My years of investigative experience paid off. I looked in the phone book under both Brown and Browne. There was one Vernon. He had an address on Elm Street in Somerville. I went there and rang the bell. It was a twofamily house. When Vernon didn't answer, I rang the other bell. A woman came to the door wearing a loose flowered dress.

"Do you know where I could find Vernon Brown?" I said.

"Who are you?" she said.

Her hair was in a tight gray perm. Her feet were in camp moccasins. Her eyes were pale blue and her gaze was sharp.

"Old army buddy," I said. "I haven't seen him forever, and I'm only in town a few hours."

"I didn't even know Vern was in the army," the woman said.

"Thousand years ago," I said. "Know where I can find him. I can't wait to see the look on his face when he sees me."

"He tends bar," she said. "On Highland Ave. Packy's Pub."

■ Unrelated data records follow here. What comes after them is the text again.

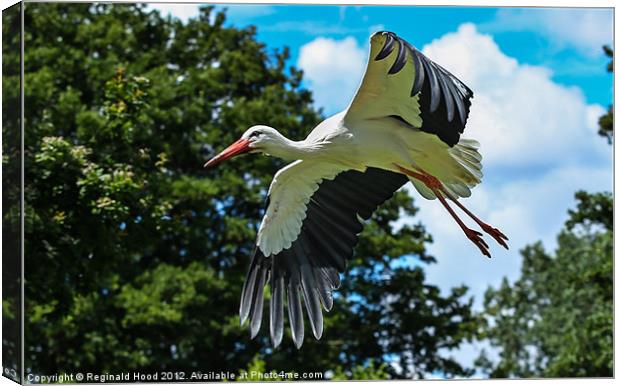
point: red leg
(435, 185)
(493, 232)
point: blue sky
(540, 84)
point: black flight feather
(310, 267)
(440, 94)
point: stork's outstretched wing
(308, 267)
(402, 83)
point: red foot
(496, 234)
(476, 238)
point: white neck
(287, 149)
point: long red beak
(239, 147)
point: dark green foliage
(136, 254)
(11, 192)
(606, 122)
(556, 320)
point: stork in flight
(404, 124)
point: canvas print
(260, 192)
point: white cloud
(539, 145)
(584, 29)
(521, 116)
(333, 70)
(181, 11)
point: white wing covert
(402, 83)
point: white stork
(404, 124)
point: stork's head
(260, 138)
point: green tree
(556, 320)
(606, 122)
(136, 255)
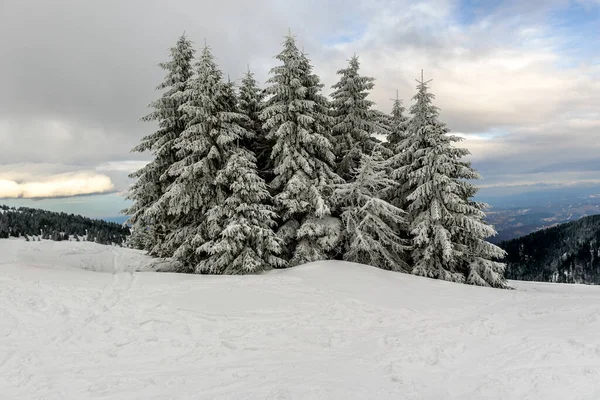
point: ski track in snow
(78, 322)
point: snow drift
(320, 331)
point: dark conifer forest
(567, 253)
(35, 224)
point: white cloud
(128, 166)
(63, 185)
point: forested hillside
(34, 223)
(243, 179)
(567, 253)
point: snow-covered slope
(328, 330)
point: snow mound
(320, 331)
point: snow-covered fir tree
(251, 104)
(245, 241)
(354, 120)
(446, 224)
(302, 158)
(372, 224)
(397, 123)
(203, 150)
(151, 180)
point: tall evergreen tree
(251, 104)
(244, 241)
(397, 123)
(203, 149)
(371, 223)
(447, 226)
(301, 156)
(151, 180)
(354, 120)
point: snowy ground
(327, 330)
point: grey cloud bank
(76, 76)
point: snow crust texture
(77, 321)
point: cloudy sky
(518, 79)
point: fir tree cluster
(35, 224)
(244, 179)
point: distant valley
(525, 214)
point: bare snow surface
(328, 330)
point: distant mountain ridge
(566, 253)
(41, 224)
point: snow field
(78, 322)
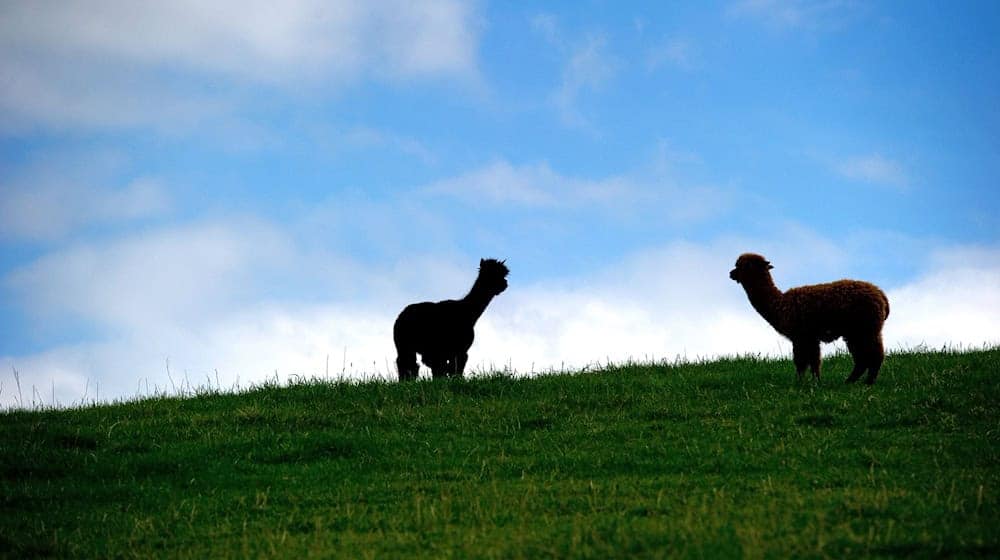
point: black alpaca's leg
(860, 355)
(876, 357)
(406, 366)
(438, 365)
(459, 367)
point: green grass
(730, 458)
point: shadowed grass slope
(719, 459)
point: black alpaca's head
(493, 275)
(750, 266)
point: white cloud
(114, 63)
(794, 13)
(876, 169)
(157, 278)
(676, 52)
(48, 207)
(538, 186)
(587, 68)
(530, 185)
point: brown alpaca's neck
(765, 297)
(477, 299)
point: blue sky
(249, 187)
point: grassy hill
(721, 459)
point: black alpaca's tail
(406, 356)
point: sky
(220, 194)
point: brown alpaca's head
(493, 275)
(750, 266)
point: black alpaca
(442, 332)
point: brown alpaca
(807, 315)
(442, 332)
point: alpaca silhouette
(442, 332)
(808, 315)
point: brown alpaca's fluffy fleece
(808, 315)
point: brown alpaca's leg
(860, 355)
(805, 353)
(877, 356)
(815, 361)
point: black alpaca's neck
(765, 297)
(478, 298)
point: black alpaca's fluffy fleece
(442, 332)
(807, 315)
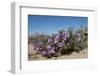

"Thank you very much," I said.

Packy's was at the top of the hill on Highland: plateglass window in the front; small, narrow room; bar along one wall, booths along the other. There wasn't much light. There were half a dozen guys getting a jump on the day at the bar. None of them looked like the day held a lot of promise. The guy behind the bar was a big guy, some fat, a lot of muscle, with male-pattern baldness. He came down the bar and put a small paper napkin on the bar in front of me. Style.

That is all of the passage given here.